This may ramble a bit so I apologize in advance. If you’re an editor or English teacher or still have scars from prior grammar classes please take a dose of tolerance before reading. 😀
I was discussing movies and books with a friend today. Did we want to watch a video tonight? Were either of us ever going to write a book, and if so, what would it be about?
That led to discussing ‘writing what you know’ vs imagination and fantasy.
I said that my fantasy was leading a boring life.
Of course the true fantasy is having enough money to go to school and learn whatever I wanted; to learn new trades and practice that trade without worrying about whether I could make a living at it; to be able to spend the time required to become proficient at some type of art, some creative endeavor.
But that’s it, no drama, no excitement, no heroics. No living my life for the benefit of others; no sacrificing my needs and wishes for the good of others, whether individuals or nations. No magnificent journeys full of trials, tribulations, or ‘great wisdom’ moments.
This isn’t the first time I’ve thought on this topic. I’ve frequently wondered why so much of our leisure time is spent viewing (whether through film or print) heroic adventures full of pain, heartbreak, and destiny.
I’ve spent many years wondering why I felt that I must have some ‘great purpose’, and that if I could only find it then all the pain would be worth the enduring.
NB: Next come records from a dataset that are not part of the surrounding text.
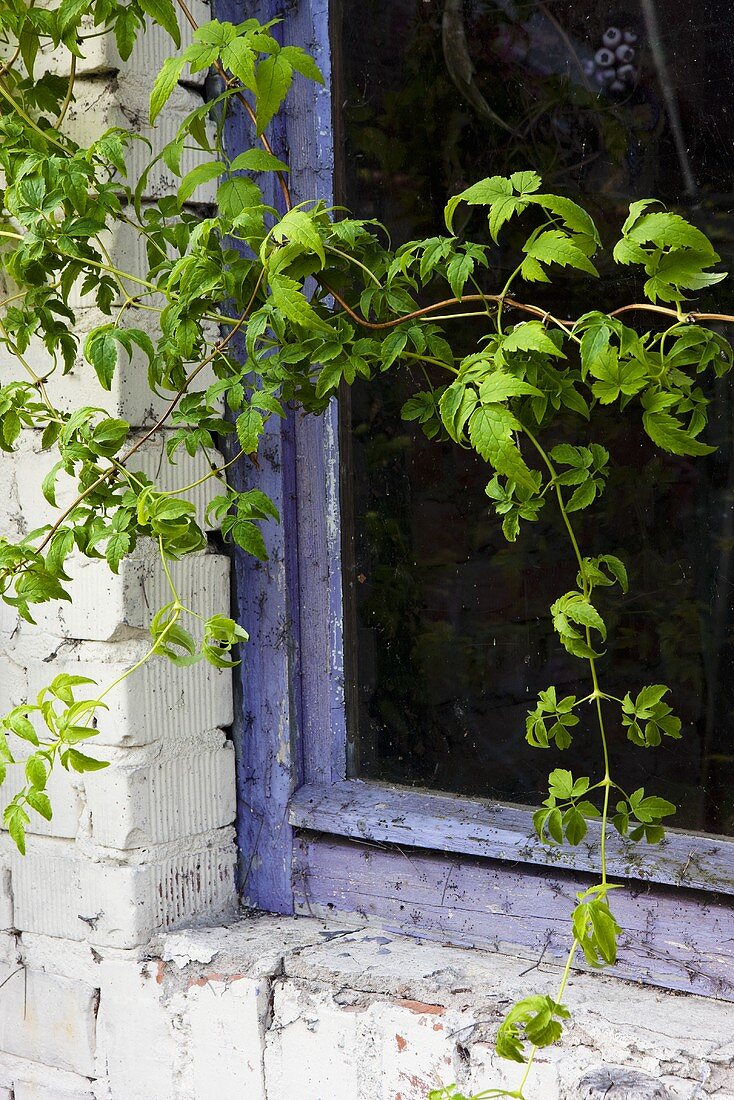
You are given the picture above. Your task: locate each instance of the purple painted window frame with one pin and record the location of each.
(313, 840)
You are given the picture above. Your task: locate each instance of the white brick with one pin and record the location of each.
(23, 507)
(151, 47)
(123, 101)
(129, 397)
(31, 1090)
(159, 702)
(57, 893)
(107, 606)
(132, 807)
(226, 1021)
(142, 1053)
(48, 1019)
(310, 1048)
(63, 789)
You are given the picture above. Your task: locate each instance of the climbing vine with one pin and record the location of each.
(281, 307)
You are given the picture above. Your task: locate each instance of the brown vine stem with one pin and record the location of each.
(159, 424)
(229, 80)
(513, 304)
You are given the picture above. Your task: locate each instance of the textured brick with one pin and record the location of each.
(189, 793)
(100, 54)
(123, 101)
(48, 1019)
(160, 702)
(107, 606)
(57, 893)
(129, 397)
(23, 506)
(227, 1015)
(35, 1090)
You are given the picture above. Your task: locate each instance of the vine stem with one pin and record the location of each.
(519, 1093)
(596, 693)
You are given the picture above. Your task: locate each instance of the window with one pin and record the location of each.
(338, 810)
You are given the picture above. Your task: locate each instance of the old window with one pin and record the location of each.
(381, 749)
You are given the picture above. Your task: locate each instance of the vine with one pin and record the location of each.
(317, 300)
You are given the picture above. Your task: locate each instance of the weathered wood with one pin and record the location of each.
(672, 938)
(445, 823)
(291, 604)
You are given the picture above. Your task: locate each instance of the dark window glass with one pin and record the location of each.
(448, 626)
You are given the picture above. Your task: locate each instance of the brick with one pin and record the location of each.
(48, 1019)
(132, 807)
(122, 101)
(150, 50)
(130, 398)
(63, 789)
(23, 507)
(310, 1047)
(227, 1016)
(114, 904)
(34, 1090)
(143, 1055)
(107, 607)
(160, 702)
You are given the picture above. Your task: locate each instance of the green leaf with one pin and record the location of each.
(272, 80)
(303, 63)
(299, 227)
(237, 195)
(81, 762)
(530, 336)
(40, 802)
(491, 429)
(35, 772)
(288, 297)
(117, 547)
(163, 13)
(500, 386)
(668, 432)
(555, 246)
(249, 430)
(164, 85)
(239, 57)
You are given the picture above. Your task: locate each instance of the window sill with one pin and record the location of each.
(417, 818)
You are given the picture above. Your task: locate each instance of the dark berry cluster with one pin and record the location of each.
(613, 65)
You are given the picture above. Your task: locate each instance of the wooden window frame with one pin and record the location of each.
(435, 866)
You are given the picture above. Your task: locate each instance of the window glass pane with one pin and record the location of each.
(448, 629)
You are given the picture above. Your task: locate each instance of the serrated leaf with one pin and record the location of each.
(163, 13)
(491, 429)
(303, 63)
(249, 429)
(667, 432)
(530, 336)
(164, 85)
(288, 297)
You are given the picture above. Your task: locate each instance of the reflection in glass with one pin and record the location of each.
(450, 637)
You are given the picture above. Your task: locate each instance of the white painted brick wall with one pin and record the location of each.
(23, 506)
(31, 1090)
(107, 607)
(117, 902)
(48, 1019)
(123, 101)
(129, 397)
(185, 795)
(160, 702)
(101, 53)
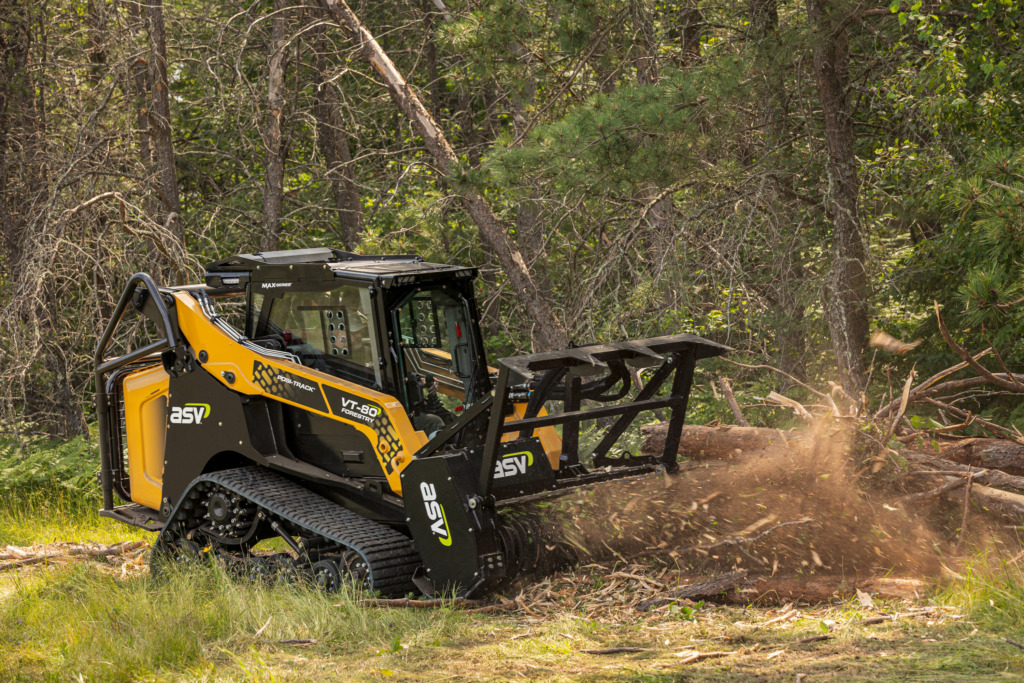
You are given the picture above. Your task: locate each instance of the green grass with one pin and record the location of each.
(77, 621)
(87, 622)
(34, 516)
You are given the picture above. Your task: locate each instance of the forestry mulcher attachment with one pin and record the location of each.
(344, 404)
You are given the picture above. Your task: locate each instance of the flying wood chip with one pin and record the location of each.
(889, 343)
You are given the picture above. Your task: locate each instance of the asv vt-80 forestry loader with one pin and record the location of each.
(353, 415)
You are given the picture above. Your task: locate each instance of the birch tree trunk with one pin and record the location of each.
(333, 138)
(549, 332)
(847, 282)
(273, 180)
(162, 142)
(141, 86)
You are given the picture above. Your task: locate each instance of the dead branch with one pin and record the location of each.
(774, 370)
(991, 426)
(422, 604)
(701, 590)
(933, 493)
(926, 388)
(1011, 383)
(990, 477)
(26, 556)
(731, 398)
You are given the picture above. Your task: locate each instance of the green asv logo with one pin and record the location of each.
(435, 512)
(189, 414)
(512, 464)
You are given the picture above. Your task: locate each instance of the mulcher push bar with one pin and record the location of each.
(559, 376)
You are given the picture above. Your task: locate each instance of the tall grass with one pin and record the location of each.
(79, 622)
(991, 591)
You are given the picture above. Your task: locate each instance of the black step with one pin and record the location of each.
(136, 515)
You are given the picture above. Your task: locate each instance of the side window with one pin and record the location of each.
(330, 331)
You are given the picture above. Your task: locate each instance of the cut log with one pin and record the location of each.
(781, 590)
(711, 590)
(923, 461)
(699, 442)
(996, 502)
(990, 454)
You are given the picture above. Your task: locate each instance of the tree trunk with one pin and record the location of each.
(142, 85)
(549, 333)
(847, 282)
(161, 140)
(699, 442)
(764, 17)
(273, 181)
(333, 138)
(660, 217)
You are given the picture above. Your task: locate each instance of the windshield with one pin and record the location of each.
(330, 331)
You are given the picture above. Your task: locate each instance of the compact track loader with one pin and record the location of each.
(348, 409)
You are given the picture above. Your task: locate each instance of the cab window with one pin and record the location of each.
(331, 331)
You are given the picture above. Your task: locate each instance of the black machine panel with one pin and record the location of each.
(288, 386)
(522, 468)
(449, 535)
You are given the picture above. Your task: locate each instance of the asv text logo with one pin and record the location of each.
(512, 464)
(435, 511)
(190, 414)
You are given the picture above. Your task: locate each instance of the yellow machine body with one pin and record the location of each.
(145, 432)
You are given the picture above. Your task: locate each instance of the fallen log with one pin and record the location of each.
(699, 442)
(990, 454)
(993, 501)
(924, 461)
(737, 588)
(781, 590)
(704, 590)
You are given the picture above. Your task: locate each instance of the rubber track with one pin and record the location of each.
(388, 554)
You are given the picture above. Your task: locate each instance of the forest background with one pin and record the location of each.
(780, 177)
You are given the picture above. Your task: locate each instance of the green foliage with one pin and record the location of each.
(44, 464)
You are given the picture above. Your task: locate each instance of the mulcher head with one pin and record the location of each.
(459, 498)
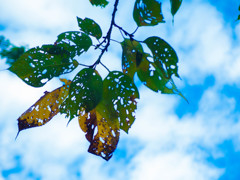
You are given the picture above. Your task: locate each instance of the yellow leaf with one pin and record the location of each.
(44, 109)
(101, 132)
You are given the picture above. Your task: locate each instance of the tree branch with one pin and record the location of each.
(107, 38)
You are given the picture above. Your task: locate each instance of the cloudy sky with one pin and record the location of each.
(170, 139)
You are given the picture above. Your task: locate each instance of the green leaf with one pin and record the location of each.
(147, 13)
(101, 131)
(75, 42)
(164, 56)
(175, 5)
(90, 27)
(116, 110)
(102, 3)
(119, 95)
(10, 51)
(85, 92)
(131, 56)
(39, 65)
(153, 77)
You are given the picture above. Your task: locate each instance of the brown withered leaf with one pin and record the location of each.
(44, 109)
(101, 131)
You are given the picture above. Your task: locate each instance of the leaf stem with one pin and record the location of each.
(107, 38)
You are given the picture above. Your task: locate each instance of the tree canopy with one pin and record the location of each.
(103, 106)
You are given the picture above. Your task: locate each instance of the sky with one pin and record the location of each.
(170, 139)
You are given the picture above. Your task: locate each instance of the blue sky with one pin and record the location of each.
(170, 139)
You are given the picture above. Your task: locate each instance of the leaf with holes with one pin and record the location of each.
(90, 27)
(44, 109)
(101, 131)
(131, 56)
(119, 94)
(102, 3)
(39, 65)
(75, 42)
(154, 77)
(147, 13)
(164, 56)
(175, 5)
(85, 92)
I remember the moment when I realized that I no longer yearned to be the hero, when I no longer pretended to identify with the protagonist.
I remember the day when I found myself looking around the theater watching the younger members of the audience and thinking “they’re so young, so full of energy; they don’t yet know that what they want to do can’t be done, and just maybe, they will be able to do some of that before they learn that it isn’t possible.”
I remember the regret I felt then, when I accepted that the dreams of childhood were over.